Hi y’all. I’m trying to implement a time-series prediction model, and my current implementation was highly input-bounded. To be more specific, what I want sorta resembles
keras.utils.timeseries_dataset_from_array
However, I need to design a custom index retrieval process, i.e., only a subset of indices are valid, and I could only sample data pairs like (X[i-seq_len+1:i], y[i])
for all i
in valid indices. Plus, I find this implementation too slow, resulting the majority part of time spent on retrieving (iterating) data. So I need a more efficient implementation.
Therefore, I leveraged tf.data.Dataset.interleave
API to my dataset, and got a decent performance improve immediately. However, when I watched trace viewer from Tensorflow Profiler, I noticed that there were only 5 threads in tf_data_private_threadpool
.
Moreover, I tried the following tricks:
tf.config.threading.set_inter_op_parallelism_threads(16)
tf.config.threading.set_intra_op_parallelism_threads(16)
options = tf.data.Options()
options.threading.private_threadpool_size = NUM_PARALLELS
train_dataset = train_dataset.with_options(options)
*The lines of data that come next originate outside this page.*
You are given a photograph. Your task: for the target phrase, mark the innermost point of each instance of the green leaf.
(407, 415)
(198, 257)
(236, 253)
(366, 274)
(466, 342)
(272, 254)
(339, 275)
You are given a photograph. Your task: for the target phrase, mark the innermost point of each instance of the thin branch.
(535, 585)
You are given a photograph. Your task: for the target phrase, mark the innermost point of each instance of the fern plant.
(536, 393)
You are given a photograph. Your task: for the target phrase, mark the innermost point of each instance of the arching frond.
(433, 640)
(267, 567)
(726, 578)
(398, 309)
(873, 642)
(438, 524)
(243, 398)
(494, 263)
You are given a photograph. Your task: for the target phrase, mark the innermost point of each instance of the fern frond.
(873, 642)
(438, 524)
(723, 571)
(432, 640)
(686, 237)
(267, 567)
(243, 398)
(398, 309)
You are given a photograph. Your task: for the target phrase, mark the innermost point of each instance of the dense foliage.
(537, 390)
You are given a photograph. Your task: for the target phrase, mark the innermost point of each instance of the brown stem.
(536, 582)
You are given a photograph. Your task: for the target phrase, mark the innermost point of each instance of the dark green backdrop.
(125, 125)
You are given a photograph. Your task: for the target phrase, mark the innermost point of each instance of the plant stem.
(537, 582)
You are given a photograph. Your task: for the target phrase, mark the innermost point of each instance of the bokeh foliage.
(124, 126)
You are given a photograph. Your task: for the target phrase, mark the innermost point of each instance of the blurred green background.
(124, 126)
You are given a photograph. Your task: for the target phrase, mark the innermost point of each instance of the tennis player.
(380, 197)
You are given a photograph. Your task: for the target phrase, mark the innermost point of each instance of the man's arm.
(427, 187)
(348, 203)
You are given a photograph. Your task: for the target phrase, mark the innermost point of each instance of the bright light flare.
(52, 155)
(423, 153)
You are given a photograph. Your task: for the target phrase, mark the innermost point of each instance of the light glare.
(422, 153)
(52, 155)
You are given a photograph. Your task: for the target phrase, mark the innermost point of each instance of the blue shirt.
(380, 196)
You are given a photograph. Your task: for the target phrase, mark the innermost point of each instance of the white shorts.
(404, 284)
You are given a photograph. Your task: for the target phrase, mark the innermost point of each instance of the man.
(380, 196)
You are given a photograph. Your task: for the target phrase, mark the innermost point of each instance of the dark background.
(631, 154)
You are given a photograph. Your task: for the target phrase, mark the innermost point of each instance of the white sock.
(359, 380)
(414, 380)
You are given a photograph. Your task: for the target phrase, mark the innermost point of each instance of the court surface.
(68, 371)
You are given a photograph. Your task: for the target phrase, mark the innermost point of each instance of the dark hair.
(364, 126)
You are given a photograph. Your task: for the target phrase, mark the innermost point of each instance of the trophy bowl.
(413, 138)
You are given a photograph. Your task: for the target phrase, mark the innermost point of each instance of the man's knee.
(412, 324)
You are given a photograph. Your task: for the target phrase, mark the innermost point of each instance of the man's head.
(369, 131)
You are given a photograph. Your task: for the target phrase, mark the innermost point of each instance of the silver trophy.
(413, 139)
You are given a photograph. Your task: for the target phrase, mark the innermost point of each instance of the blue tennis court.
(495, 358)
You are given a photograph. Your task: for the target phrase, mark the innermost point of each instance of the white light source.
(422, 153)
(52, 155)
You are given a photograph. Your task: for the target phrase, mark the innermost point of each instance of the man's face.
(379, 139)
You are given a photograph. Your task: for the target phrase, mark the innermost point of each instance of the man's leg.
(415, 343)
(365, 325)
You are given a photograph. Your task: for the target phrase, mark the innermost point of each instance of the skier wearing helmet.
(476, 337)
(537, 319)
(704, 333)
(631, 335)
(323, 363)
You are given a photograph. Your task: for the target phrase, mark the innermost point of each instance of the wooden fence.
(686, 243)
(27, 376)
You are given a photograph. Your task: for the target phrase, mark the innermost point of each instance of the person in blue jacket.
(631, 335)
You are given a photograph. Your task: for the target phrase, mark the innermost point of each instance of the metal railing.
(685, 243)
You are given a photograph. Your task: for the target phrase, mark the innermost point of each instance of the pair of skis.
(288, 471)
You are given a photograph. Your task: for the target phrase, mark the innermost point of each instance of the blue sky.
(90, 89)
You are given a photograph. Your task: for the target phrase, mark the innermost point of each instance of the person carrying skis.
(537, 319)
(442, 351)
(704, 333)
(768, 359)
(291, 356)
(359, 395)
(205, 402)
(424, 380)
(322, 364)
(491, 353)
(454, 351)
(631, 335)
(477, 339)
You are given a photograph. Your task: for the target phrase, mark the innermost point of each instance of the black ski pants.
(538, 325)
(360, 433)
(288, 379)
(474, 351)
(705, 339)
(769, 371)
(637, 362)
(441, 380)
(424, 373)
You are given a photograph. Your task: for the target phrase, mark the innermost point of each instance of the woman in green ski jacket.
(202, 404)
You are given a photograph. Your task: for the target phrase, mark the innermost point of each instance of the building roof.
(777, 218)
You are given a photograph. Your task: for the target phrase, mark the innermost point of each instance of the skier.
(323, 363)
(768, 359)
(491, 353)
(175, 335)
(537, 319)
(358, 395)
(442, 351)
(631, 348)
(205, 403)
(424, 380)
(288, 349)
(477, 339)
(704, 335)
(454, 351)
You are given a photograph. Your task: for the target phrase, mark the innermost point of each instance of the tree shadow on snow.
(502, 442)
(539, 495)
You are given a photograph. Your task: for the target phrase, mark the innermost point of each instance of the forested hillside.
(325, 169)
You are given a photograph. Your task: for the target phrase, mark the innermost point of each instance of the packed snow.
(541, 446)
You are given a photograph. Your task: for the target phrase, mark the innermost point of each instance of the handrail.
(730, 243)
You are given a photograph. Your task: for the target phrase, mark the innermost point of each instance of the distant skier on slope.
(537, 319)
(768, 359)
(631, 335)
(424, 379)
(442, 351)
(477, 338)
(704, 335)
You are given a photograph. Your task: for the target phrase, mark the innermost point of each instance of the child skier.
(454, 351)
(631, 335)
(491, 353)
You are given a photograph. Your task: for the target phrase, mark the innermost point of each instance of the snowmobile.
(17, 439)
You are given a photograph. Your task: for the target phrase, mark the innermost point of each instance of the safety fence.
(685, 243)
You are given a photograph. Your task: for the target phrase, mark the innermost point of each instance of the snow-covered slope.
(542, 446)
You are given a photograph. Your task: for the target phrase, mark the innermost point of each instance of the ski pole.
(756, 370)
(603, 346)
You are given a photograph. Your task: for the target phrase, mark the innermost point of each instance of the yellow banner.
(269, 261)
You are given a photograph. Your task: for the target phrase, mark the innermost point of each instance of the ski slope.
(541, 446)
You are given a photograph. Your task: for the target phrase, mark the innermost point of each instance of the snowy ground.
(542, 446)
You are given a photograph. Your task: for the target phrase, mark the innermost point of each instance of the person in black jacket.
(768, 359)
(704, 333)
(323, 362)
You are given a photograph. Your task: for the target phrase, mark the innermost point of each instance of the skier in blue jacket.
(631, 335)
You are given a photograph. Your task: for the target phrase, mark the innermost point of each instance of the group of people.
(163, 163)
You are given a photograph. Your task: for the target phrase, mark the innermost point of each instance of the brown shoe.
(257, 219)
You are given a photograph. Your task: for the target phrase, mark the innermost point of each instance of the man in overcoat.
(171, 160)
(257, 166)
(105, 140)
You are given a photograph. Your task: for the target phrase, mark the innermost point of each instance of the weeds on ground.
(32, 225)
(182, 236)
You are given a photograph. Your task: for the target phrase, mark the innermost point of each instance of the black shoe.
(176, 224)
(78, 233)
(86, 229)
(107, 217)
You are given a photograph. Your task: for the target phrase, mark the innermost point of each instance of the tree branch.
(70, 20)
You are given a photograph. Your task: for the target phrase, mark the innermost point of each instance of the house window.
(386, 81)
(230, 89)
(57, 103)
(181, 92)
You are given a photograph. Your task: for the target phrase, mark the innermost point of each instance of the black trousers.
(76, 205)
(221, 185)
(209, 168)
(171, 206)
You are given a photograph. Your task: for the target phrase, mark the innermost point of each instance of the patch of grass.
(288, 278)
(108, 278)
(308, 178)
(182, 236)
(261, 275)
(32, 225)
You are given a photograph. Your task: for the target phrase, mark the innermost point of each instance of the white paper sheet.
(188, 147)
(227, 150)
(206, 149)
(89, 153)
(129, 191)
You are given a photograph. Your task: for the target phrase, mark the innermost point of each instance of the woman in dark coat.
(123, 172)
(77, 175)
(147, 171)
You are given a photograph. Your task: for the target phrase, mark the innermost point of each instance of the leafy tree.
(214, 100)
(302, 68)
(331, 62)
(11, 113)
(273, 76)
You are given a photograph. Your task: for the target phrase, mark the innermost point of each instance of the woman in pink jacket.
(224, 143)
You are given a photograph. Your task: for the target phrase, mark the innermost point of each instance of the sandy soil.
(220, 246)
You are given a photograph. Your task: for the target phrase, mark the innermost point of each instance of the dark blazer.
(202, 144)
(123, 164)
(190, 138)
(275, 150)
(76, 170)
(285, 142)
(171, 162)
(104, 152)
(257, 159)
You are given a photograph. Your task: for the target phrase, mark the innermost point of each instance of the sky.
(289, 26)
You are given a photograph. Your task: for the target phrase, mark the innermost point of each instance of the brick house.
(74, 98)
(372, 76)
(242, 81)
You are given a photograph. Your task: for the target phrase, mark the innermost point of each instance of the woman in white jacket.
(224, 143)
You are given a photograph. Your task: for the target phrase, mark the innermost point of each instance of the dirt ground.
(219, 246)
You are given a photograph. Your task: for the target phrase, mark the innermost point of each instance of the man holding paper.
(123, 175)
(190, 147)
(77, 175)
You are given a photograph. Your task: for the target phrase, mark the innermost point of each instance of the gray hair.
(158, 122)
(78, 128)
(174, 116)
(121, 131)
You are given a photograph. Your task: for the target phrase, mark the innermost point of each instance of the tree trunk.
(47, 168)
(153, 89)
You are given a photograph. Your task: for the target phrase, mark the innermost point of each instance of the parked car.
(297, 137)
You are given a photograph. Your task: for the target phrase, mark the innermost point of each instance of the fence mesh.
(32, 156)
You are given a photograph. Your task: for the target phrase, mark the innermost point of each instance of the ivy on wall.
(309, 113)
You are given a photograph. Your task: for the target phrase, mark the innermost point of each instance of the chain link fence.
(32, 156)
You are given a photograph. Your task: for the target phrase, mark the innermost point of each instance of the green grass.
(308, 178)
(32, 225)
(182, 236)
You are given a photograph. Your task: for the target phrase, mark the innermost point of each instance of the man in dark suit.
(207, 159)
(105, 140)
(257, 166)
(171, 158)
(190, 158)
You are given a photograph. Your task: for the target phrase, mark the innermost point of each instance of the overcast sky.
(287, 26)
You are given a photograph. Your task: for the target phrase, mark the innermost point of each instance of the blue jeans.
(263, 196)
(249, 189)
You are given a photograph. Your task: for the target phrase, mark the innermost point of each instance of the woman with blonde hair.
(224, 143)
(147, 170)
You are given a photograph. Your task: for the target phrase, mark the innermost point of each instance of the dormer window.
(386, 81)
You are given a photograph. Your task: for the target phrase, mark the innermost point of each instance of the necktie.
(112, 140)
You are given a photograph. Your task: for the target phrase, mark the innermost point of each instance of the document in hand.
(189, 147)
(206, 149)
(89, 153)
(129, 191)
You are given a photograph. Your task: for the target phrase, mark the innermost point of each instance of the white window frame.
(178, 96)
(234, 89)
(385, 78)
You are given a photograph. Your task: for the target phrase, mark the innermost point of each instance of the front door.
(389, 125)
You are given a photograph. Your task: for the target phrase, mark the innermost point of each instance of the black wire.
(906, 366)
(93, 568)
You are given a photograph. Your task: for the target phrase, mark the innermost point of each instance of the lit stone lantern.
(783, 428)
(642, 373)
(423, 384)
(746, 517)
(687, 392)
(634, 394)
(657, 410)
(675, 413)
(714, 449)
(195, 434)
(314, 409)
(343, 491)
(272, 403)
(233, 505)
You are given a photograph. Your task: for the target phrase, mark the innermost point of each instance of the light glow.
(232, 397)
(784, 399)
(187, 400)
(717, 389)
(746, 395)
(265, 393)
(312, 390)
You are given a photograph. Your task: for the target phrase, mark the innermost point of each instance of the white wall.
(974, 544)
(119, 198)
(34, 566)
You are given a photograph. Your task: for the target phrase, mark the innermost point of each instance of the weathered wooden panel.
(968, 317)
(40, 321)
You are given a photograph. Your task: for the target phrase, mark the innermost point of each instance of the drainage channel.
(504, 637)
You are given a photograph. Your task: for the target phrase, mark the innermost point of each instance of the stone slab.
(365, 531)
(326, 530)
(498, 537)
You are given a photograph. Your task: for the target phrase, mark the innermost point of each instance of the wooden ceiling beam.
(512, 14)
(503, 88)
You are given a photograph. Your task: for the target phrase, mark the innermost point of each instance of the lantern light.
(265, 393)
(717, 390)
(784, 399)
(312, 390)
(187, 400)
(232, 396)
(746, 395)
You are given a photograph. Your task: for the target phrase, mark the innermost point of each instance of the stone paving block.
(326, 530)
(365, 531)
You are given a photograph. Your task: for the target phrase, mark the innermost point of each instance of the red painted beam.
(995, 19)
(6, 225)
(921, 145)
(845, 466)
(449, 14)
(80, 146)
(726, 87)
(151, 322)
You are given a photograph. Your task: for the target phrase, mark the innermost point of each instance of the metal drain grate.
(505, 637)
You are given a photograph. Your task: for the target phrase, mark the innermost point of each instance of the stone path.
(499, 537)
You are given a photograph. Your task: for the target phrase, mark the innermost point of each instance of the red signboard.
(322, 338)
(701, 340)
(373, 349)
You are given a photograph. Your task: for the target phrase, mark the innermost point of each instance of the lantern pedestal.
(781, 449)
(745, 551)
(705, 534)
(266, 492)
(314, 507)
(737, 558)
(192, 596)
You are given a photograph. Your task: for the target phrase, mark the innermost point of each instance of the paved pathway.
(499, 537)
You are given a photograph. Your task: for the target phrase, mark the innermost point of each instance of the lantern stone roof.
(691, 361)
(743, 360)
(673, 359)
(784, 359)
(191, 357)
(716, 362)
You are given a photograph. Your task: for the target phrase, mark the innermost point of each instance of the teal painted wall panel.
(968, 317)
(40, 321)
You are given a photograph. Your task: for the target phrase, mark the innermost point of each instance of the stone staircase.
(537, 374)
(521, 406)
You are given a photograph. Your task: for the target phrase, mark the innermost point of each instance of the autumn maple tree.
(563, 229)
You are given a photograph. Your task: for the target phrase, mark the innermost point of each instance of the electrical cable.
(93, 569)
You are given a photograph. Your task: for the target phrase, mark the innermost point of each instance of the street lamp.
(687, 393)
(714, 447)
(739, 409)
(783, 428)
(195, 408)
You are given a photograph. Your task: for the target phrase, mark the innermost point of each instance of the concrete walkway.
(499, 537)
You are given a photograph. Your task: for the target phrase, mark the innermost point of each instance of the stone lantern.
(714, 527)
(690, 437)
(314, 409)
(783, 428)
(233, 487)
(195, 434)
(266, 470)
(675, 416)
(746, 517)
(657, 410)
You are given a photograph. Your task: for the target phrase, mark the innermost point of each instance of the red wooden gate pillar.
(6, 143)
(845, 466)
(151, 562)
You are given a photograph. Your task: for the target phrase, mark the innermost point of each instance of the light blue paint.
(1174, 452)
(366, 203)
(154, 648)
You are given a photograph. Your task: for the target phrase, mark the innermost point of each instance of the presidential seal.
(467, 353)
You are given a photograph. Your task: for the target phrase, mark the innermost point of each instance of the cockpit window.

but nothing became better.
Moreover, here is the step time of my current implementation:
and here is the result of trace viewer:
It seems that there are only 5 threads responsible for generating data. However, the throughput of interleave
process is set to be 16 (which also equals NUM_PARALLELS
in the above code).
I don’t know how to increase the number of threads. I’ve tried to set some parameters, but nothing has changed.
Could anyone help me to increase the parallelism of tf.data pipeline?